The PPDA executive director, Ms Cornelia Sabiiti in an April 21 letter to the Defence ministry Permanent Secretary Rosette Byengoma, advised that before the entity cancels the entire procurement they should ensure that “other responsive bidders reached the financial stage, and their bids are still valid and within the market price.”
Ms Sabiiti’s letter, however, provoked queries within the Defence ministry, with officials accusing her of influence peddling in processing a tender that has already attracted alot of controversy.
The deal was marred by allegations of bribery and backhand methods which left the the Defence ministry senior staff divided, officials said in a letter to the IGG.
The contract had been awarded to the Seyani Brothers and Prabat Constructions in a joint venture, but was cancelled, after it emerged that the project price had been scaled up from Shs113b to more than Shs130b without consistent explanation.
Ms Byengoma in an April 18 letter to PPDA said the ministry cancelled the tender to the preferred bidder, Ms Seyani/Prabat, “due to the wrongful treatment of arithmetic errors by the evaluation committee”, which led to escalation in the project cost.
Ms Sabiiti yesterday defended her April 21 letter, insisting it did not amount to “influence peddling” because it was just advisory.
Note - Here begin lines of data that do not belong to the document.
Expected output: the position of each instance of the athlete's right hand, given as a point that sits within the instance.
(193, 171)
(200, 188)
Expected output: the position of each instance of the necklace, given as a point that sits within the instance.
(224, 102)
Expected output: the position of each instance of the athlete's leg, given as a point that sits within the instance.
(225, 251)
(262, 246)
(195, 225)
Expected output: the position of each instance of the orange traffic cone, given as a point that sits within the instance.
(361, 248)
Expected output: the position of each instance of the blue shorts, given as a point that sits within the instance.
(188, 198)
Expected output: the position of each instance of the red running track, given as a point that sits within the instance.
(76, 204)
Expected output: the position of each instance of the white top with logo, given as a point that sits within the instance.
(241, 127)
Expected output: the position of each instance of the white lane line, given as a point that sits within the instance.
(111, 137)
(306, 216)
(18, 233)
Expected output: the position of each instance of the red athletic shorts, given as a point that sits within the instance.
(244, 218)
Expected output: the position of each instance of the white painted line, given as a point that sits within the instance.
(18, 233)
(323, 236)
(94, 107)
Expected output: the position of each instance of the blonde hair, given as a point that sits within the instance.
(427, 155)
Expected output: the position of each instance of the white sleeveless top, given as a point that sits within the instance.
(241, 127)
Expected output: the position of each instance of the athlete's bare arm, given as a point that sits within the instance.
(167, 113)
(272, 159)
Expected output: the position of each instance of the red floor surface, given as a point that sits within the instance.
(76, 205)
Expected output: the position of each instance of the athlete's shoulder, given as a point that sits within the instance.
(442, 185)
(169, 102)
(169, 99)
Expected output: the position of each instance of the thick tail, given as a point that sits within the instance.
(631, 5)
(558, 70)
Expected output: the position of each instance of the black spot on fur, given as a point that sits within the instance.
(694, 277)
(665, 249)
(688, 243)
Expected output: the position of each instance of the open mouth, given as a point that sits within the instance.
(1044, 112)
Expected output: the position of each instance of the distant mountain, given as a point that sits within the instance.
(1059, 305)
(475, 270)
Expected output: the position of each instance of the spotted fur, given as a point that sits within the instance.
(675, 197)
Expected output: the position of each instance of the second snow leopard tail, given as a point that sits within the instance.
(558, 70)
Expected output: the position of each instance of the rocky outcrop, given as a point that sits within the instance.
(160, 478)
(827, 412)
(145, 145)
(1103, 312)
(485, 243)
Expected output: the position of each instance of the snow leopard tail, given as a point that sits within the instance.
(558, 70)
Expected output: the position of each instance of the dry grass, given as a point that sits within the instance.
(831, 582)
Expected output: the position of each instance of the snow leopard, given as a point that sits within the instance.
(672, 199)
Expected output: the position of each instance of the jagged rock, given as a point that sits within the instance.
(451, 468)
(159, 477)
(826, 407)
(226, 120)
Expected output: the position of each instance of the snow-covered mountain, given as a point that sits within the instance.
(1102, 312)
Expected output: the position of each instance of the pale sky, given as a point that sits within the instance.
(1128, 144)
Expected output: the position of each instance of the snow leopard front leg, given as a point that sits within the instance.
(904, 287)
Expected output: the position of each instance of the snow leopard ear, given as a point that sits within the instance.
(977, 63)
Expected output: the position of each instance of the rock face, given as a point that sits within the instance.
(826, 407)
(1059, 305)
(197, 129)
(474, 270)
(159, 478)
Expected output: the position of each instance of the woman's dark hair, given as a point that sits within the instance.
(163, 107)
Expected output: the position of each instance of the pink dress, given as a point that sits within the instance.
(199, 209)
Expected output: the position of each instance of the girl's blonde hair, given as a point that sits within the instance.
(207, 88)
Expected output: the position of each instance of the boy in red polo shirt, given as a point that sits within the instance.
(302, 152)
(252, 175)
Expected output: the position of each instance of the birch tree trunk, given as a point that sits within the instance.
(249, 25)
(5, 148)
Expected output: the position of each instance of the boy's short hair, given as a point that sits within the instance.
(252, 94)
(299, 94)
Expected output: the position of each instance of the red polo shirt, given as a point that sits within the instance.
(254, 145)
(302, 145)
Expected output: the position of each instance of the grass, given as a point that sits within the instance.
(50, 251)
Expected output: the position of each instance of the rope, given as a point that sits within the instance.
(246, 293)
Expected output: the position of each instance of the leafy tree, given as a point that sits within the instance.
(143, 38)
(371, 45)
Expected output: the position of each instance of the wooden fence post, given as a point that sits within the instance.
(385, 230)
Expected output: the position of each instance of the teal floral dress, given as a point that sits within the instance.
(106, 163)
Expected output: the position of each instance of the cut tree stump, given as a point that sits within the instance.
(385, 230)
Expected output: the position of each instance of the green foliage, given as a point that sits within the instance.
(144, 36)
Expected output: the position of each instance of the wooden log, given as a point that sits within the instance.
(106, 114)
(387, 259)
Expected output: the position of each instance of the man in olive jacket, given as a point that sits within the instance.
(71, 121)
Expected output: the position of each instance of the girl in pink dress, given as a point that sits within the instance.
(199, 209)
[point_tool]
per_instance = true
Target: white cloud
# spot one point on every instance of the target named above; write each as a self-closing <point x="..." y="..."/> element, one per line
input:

“The decision to cancel the procurement lies with the procuring entity: ours was just an advisory on how it should be handled best,” she said.
The PPDA letter, according to insiders, was interpreted as a move to favour another bidder “on a pretext of playing an advisory role to the effect that the Defence ministry should confirm whether the price of other bidders are within the market price or whether the bids are still valid.”
But Ms Sabiiti yesterday said the Defence ministry had also been given the green light to undertake “restrictive bidding” so that a new contractor gets on board before the end of the budgetary cycle in June.
“They [Defence] confirmed to us the bids for the other responsive bidders were very high, so they can proceed,” she said.
Asked about the logic of restrictive bidding, she said, “It is because so much time has been lost, and if the entity fail to utilise the money they will have to return it.”
IGG Irene Mulyagonja forwarded the complaint to the PPDA to look into the inquiry after she had been requested to investigate it.